March 2, 2026
Latency wars: DIY strikes back
Show HN: I built a sub-500ms latency voice agent from scratch
Built in a day for $100, talks back in under half a second — DIY hero vs platform wars
TLDR: A developer built a voice assistant in one day for $100 that replies in under half a second, claiming it’s faster than a well-known platform. The comments split between cheering DIY speed tricks, a vendor touting their own tool, and skeptics asking how this stacks up to existing frameworks — because speed makes voice feel human.
A lone dev just bragged they built a talking AI assistant in about a day for roughly $100 that answers in ~400ms — under half a second — and even beat a popular plug‑and‑play service on speed. The thread instantly turned into “DIY wizard vs. big platforms” and people brought popcorn.

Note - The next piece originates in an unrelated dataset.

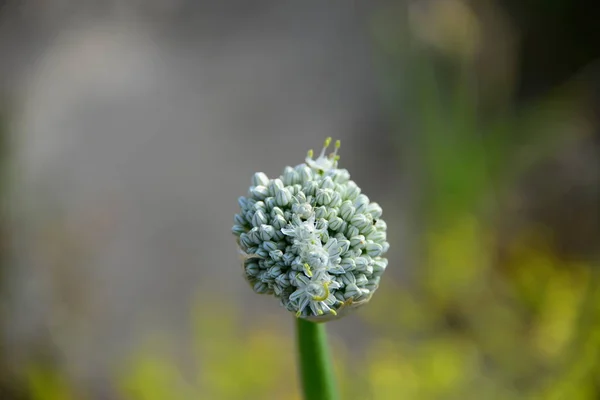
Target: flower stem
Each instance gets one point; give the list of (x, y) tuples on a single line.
[(316, 371)]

Fans cheered the scrappy speed run. One commenter said fixing lag is everything for voice tech, and another compared it to early online gaming: it’s all about orchestration, not bigger models — think stitching the pieces together fast, not just buying fancier parts. That take got love, plus a name‑drop of VR legend John Carmack because, of course.
Then drama arrived. A Soniox rep slid in to say their real‑time speech tool “always works better than VAD” (voice activity detection, a way to detect when someone stops talking), dropping a link. Helpful tip or brand drive‑by? Reactions were… mixed. Some nodded; others rolled eyes at vendor energy.
Meanwhile, the practical crowd asked the spicy question: how does this hand‑vibed Python setup stack up against frameworks like Pipecat or LiveKit? The phrase became a mini‑meme, with jokes about this bot replying “faster than your ex.” Under the laughs, the core debate stayed sharp: co‑locate, stream everything, kill the lag — or just use a platform and sleep at night?
Key Points
- •The author built a voice agent orchestration layer from scratch in about one day using roughly $100 in API credits.
- •The resulting system achieved ~400ms end-to-end latency, about 2× faster than an equivalent setup using Vapi.
- •The build wires STT, an LLM, and TTS into a streaming pipeline, with geography and model selection being major latency drivers.
- •Voice agents are harder than text agents due to continuous real-time orchestration and precise turn-taking requirements.
- •All-in-one SDKs abstract complexity but hinder visibility; building the core loop improved understanding and control.